Tüm bu bilgilerin ışığında yapılması gerekenler kısaca şunlardır;
Öncelikli olarak turizm okullarından mezun olanların sektörde çalışma oranları %13 ler düzeyinde olup, bunu arttırmak için bakanımızın öngördüğü şekilde üniversite müfredatlarını lise seviyesine düşürmek yerine bu bölümlere olan ilgiyi arttırmak için sektör akademi işbirliğini sağlamalıdır.
Mevcut durumda turizm bölümünde okuyan öğrenciler sektörden kopuk ve yeterli bilgileri almadan mezun olmaktadırlar. Bunun önüne geçmek için oluşturulacak bir protokol ile okullardaki derslerin minimum %30’una sektörde deneyim kazanmış kişilerin girmeleri sağlanmalıdır. Bu konuda yapılacak bir düzenleme ile bu mümkün olabilecektir. Ayrıca akademisyen olarak görev alan ve sektör tecrübesi olmayan hocalarımızın da yine düzenlenecek bir protokol ile sektörde kendi alanlarında en az 1 ay uygulama eğitimi almaları sağlanmalıdır. Bu şekilde sektördeki güncel uygulamalardan haberdar olmaları ve derslerine aktarmaları mümkün olabilecektir.
Turizm okullarını kazanan her bir öğrenciye okulu kazandığı gün yine yapılacak protokoller ile sektörden deneyimli bir kişinin mentor olarak atanması ve eğitimi boyunca da bu kişinin öğrenci ile yakın işbirliği kurması sağlanmalıdır. Bu şekilde öğrenim hayatı boyunca öğrencinin doğru kararlar alması ve sektör ile buluşması konusunda bu mentor’luk uygulaması sayesinde daha doğru adımlar atılacak ve yaşanan olumsuz ilk deneyimler önlenebilecektir.
Ayrıca kaybedilen deneyimli kişilerin sektöre yeniden kazandırılması ve yenilerinin de sektöre girişinin sağlanması için acilen işsizlik sigortası fonu devreye alınmalı ve askı personeli uygulamasına son verilmelidir.

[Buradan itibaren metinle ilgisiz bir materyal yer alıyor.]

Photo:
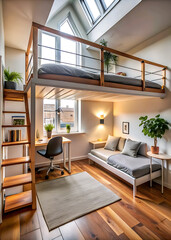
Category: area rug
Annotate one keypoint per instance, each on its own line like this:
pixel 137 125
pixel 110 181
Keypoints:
pixel 67 198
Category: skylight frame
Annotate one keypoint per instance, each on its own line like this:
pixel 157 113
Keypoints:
pixel 104 10
pixel 89 12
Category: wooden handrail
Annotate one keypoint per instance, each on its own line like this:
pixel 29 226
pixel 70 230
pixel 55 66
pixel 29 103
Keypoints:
pixel 81 40
pixel 143 75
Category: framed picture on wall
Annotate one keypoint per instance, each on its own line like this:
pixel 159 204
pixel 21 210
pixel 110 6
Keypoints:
pixel 125 127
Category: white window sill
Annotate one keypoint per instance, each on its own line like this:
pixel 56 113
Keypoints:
pixel 65 134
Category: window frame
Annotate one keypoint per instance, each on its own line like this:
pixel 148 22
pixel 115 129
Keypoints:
pixel 58 42
pixel 57 118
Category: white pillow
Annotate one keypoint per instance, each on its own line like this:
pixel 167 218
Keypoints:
pixel 111 143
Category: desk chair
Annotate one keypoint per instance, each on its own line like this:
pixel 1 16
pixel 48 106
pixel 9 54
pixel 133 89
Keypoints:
pixel 54 148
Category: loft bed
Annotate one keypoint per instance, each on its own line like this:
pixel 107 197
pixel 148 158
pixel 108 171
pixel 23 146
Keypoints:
pixel 67 75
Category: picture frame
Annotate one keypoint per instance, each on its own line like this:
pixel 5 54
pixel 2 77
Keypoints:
pixel 125 127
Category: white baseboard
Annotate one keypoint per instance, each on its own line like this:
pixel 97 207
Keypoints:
pixel 60 161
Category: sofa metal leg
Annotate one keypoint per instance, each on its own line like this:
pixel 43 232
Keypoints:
pixel 134 190
pixel 91 162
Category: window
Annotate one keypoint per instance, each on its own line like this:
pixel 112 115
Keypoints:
pixel 51 46
pixel 68 115
pixel 47 52
pixel 68 45
pixel 96 8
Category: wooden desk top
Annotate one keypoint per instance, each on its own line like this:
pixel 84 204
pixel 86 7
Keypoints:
pixel 46 140
pixel 160 156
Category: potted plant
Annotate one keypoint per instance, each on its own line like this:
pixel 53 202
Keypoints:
pixel 108 57
pixel 49 128
pixel 11 79
pixel 68 128
pixel 154 128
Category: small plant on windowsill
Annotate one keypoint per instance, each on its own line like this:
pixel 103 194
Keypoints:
pixel 68 128
pixel 11 79
pixel 154 128
pixel 49 128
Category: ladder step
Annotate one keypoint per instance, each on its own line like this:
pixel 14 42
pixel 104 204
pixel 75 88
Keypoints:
pixel 14 112
pixel 6 126
pixel 16 180
pixel 15 161
pixel 17 201
pixel 6 144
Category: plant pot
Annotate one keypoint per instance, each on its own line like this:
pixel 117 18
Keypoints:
pixel 49 134
pixel 10 85
pixel 155 150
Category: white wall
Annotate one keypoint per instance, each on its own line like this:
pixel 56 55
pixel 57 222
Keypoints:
pixel 158 50
pixel 2 44
pixel 90 127
pixel 15 60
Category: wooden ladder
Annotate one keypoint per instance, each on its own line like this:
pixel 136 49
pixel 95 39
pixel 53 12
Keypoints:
pixel 24 198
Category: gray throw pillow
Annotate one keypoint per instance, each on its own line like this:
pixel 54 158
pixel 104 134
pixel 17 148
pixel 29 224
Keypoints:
pixel 142 149
pixel 111 143
pixel 131 148
pixel 121 144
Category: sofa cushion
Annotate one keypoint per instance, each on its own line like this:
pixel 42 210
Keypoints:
pixel 121 144
pixel 102 153
pixel 135 167
pixel 131 148
pixel 142 149
pixel 111 143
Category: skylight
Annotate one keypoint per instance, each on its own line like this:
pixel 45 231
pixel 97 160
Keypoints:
pixel 93 8
pixel 96 8
pixel 107 3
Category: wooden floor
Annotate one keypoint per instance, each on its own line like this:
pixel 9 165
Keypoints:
pixel 146 217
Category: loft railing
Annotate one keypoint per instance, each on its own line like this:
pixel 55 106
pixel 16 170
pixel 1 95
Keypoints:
pixel 32 57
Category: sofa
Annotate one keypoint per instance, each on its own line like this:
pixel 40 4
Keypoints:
pixel 132 166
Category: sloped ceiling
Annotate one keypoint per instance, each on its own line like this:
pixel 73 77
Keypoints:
pixel 18 16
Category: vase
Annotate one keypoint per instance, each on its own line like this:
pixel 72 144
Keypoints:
pixel 49 134
pixel 10 85
pixel 155 149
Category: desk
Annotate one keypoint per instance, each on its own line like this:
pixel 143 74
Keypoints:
pixel 160 156
pixel 64 141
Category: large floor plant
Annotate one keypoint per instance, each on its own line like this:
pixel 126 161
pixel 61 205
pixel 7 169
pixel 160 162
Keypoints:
pixel 154 128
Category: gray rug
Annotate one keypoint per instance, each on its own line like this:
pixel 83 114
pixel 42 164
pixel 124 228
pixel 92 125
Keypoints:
pixel 67 198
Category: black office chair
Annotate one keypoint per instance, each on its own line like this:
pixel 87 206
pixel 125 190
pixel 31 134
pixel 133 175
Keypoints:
pixel 54 148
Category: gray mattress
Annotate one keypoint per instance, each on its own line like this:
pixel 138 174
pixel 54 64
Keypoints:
pixel 135 167
pixel 61 69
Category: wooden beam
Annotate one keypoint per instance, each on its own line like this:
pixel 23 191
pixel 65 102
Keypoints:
pixel 102 68
pixel 164 78
pixel 1 137
pixel 35 52
pixel 143 75
pixel 32 135
pixel 26 70
pixel 81 40
pixel 30 42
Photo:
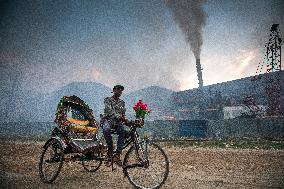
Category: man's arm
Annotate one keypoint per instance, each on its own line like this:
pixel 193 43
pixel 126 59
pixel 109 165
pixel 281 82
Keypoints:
pixel 108 111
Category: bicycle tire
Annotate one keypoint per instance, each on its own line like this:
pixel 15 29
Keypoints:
pixel 56 157
pixel 140 177
pixel 94 167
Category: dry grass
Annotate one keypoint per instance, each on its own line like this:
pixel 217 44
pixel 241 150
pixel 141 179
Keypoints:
pixel 189 168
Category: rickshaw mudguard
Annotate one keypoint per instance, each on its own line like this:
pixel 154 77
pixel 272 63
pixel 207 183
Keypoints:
pixel 58 139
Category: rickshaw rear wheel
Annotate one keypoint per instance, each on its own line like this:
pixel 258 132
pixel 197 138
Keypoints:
pixel 51 160
pixel 91 163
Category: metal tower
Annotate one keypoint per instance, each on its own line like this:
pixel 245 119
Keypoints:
pixel 273 80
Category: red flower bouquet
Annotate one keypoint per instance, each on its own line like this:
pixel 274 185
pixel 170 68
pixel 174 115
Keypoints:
pixel 141 109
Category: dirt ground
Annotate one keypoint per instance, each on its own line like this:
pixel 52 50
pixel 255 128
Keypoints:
pixel 189 168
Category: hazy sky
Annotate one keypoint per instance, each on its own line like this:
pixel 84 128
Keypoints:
pixel 45 45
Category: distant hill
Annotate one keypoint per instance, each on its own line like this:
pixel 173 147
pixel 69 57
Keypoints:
pixel 30 106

Sezon sonu sebebiyle tesislerden çıkış yapıla personelin bu kış dönemi boyunca geçimini temin edebileceği bir miktarda ücretin bu fon aracılığıyla ödenmesi sağlanarak meslekte iş ve aş garantisi sağlanmalıdır.
Ayrıca kısa vadede ihtiyaç duyulan personel açığının kapatılması için kapalı oteller kullanılarak özellikle işsizliğin yüksek olduğu bölgelerden yerel otoriteler aracılığıyla ulaşılan gençler acilen hızlandırılmış eğitim programları ile yeni sezona hazırlanmalı ve sezon ile birlikte uygulama eğitimlerini tamamlamalıdırlar.
Eğer bunları yapmazsak gelecek günlerde yaşanması muhtemel personel açığı kriz boyutuna varacaktır. Bu durumda yaşanacak şikayetlerin karşılığında misafirlere yapılacak geri ödemelerinin yanında ülkemizin “Kaliteli Tatilin Adresi” imajına da zarar verecektir. Unutmayalım ki; turizm konusunda yazılan bu destanın isimsiz kahramanları olmadan yeni destanlar yazmak mümkün değildir.